I am grateful for the summer of 1996, the year in which I was able to spend a week in June with Professor Beavers and a host of other talented thinkers and poets at the Cave Canem Poets Retreat in upstate New York. It was there in which I had the good fortune of discussing, debating, listening and conceding to the well-sprung of ideas and perspectives Professor Beavers advanced and broke down to us young aspiring poets. For many of us, Professor Beavers became a sort of big brother. Of course, we gossiped and exchange juice about some of our favorite writers, poets who we studied with or knew from afar. I believe however I was most struck by the language Professor Beavers employed to discuss the dynamics and construction of maleness, black male identities, and community. It became clear that this subject not only was the concern of his scholarly/critical being but also the focus of his imaginative life - and how valuable it is.

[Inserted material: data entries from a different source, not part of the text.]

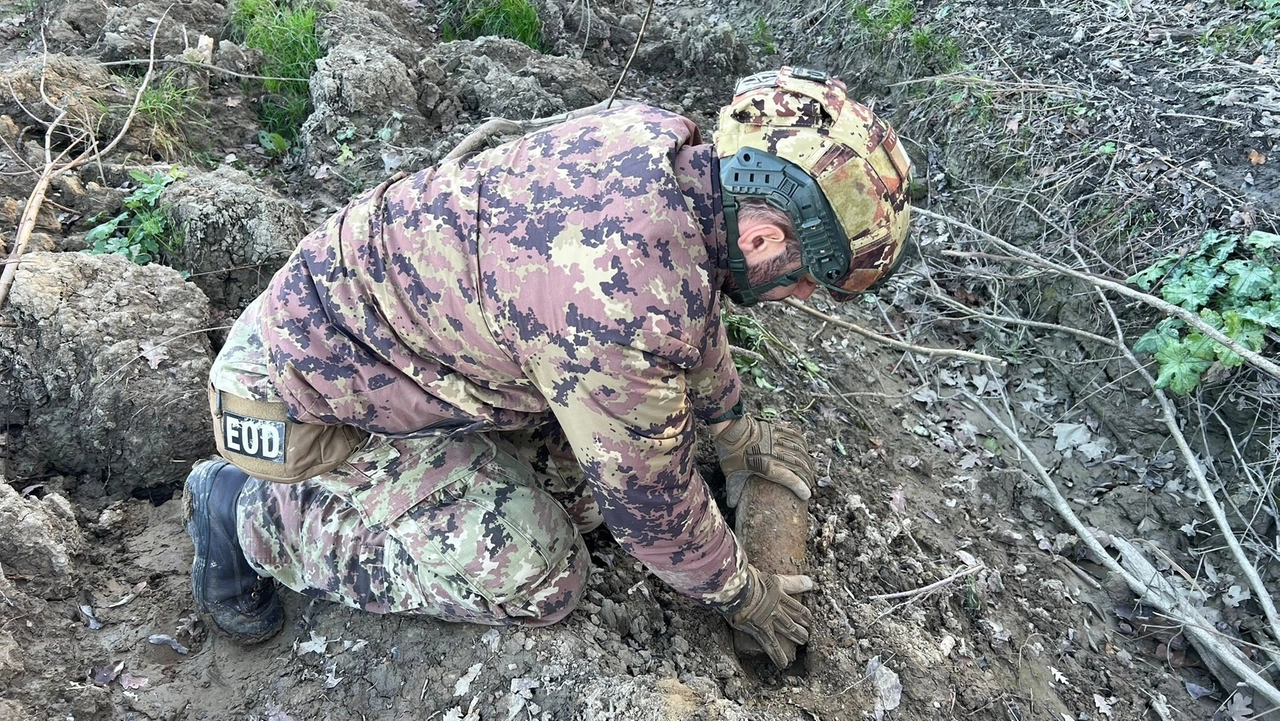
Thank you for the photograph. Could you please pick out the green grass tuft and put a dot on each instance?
(168, 108)
(516, 19)
(286, 33)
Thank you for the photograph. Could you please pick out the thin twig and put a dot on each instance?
(891, 342)
(1160, 304)
(932, 587)
(54, 167)
(644, 26)
(746, 354)
(204, 65)
(1170, 419)
(502, 126)
(1148, 584)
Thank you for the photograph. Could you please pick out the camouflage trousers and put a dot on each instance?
(483, 528)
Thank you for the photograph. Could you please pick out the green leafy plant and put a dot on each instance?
(745, 332)
(142, 232)
(886, 19)
(882, 19)
(286, 33)
(516, 19)
(1233, 283)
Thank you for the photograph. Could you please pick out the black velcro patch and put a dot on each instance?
(254, 437)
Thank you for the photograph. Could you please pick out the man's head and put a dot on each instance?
(794, 147)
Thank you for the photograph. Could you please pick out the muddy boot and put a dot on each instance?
(228, 591)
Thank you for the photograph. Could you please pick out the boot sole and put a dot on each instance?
(195, 507)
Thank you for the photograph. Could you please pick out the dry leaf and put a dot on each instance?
(106, 674)
(1104, 703)
(897, 501)
(318, 644)
(161, 639)
(464, 685)
(1239, 706)
(888, 687)
(154, 354)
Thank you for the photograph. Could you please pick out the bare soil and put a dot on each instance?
(915, 487)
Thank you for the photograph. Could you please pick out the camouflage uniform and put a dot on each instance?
(530, 334)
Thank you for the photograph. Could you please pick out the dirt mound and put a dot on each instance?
(236, 233)
(105, 372)
(37, 541)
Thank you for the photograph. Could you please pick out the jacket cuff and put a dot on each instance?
(732, 414)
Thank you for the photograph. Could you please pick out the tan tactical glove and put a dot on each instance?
(749, 447)
(769, 614)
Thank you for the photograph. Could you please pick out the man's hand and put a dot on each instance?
(769, 614)
(748, 447)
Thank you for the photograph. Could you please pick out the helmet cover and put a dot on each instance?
(804, 121)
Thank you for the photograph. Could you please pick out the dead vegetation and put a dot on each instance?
(977, 505)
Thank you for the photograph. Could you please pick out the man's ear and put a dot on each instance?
(760, 240)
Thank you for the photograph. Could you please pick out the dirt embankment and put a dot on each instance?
(1104, 137)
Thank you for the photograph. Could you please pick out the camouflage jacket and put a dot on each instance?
(572, 274)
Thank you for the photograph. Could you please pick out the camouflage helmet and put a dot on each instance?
(795, 138)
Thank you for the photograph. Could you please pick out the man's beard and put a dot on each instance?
(768, 270)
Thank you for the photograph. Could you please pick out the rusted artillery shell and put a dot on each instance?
(772, 524)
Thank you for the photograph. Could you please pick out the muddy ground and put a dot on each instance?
(1008, 112)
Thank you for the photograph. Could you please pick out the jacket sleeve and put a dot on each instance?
(627, 415)
(713, 384)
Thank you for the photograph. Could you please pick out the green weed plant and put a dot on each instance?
(762, 35)
(883, 21)
(286, 33)
(142, 232)
(1233, 283)
(516, 19)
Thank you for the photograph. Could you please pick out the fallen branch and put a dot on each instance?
(1116, 287)
(644, 26)
(1226, 661)
(891, 342)
(54, 167)
(1054, 327)
(932, 587)
(492, 127)
(1170, 419)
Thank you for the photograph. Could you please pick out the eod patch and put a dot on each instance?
(255, 437)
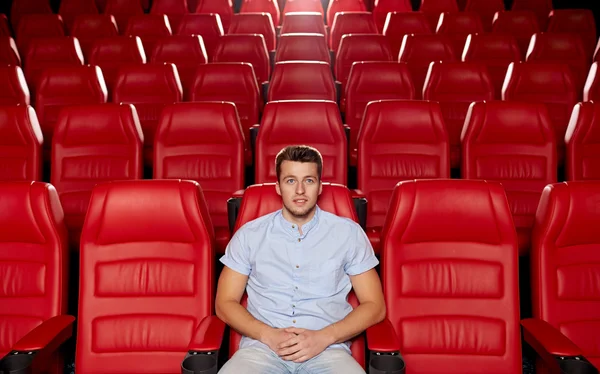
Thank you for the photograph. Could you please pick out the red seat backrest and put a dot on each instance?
(172, 236)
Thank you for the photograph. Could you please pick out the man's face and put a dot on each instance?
(299, 187)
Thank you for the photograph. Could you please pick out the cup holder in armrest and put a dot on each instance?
(199, 363)
(386, 364)
(16, 363)
(576, 365)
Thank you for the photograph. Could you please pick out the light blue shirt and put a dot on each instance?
(299, 280)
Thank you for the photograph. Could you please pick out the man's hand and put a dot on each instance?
(305, 344)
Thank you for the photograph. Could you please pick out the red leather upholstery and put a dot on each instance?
(60, 87)
(350, 23)
(173, 9)
(578, 21)
(150, 28)
(14, 88)
(371, 81)
(233, 82)
(128, 319)
(399, 24)
(455, 85)
(186, 52)
(93, 144)
(434, 8)
(360, 47)
(255, 23)
(302, 46)
(419, 50)
(314, 123)
(122, 10)
(549, 83)
(302, 80)
(383, 7)
(203, 142)
(34, 257)
(564, 48)
(398, 140)
(496, 52)
(70, 9)
(433, 269)
(149, 88)
(583, 135)
(224, 8)
(521, 24)
(43, 53)
(20, 144)
(245, 48)
(87, 28)
(512, 143)
(303, 22)
(262, 6)
(207, 25)
(564, 261)
(34, 26)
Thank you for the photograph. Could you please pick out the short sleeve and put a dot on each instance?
(236, 255)
(362, 257)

It is difficult for us to think of the artist/writer/poet's work as a form of gift-giving. But how can it not be when a writer of Professor Beavers range and power blends and situates, in the great tradition of American and African American poetics, his own personal journey within historical, mythical, folkloric and literary discourse. Such a task has at its roots a kind of heroism, but also its dangers. Take these lines from his poem "An Old Man Remembers The Guitar," a deft dramatic monologue in the voice of an iconic blues guitarist: "Looka here boy, don't let no body tell you truth'll make you free. It won't do nothing but kill you and you be mad for rest your natural born life." These lines, which fly in the face of a many memoirist, articulate the bone-deep risks of writing in the modern age. However, I quote poet Theodore Roethke: "Those who are willing to be vulnerable move among mysteries." It is clear to me Professor Beavers not only moves, but penetrates and dances among mysteries.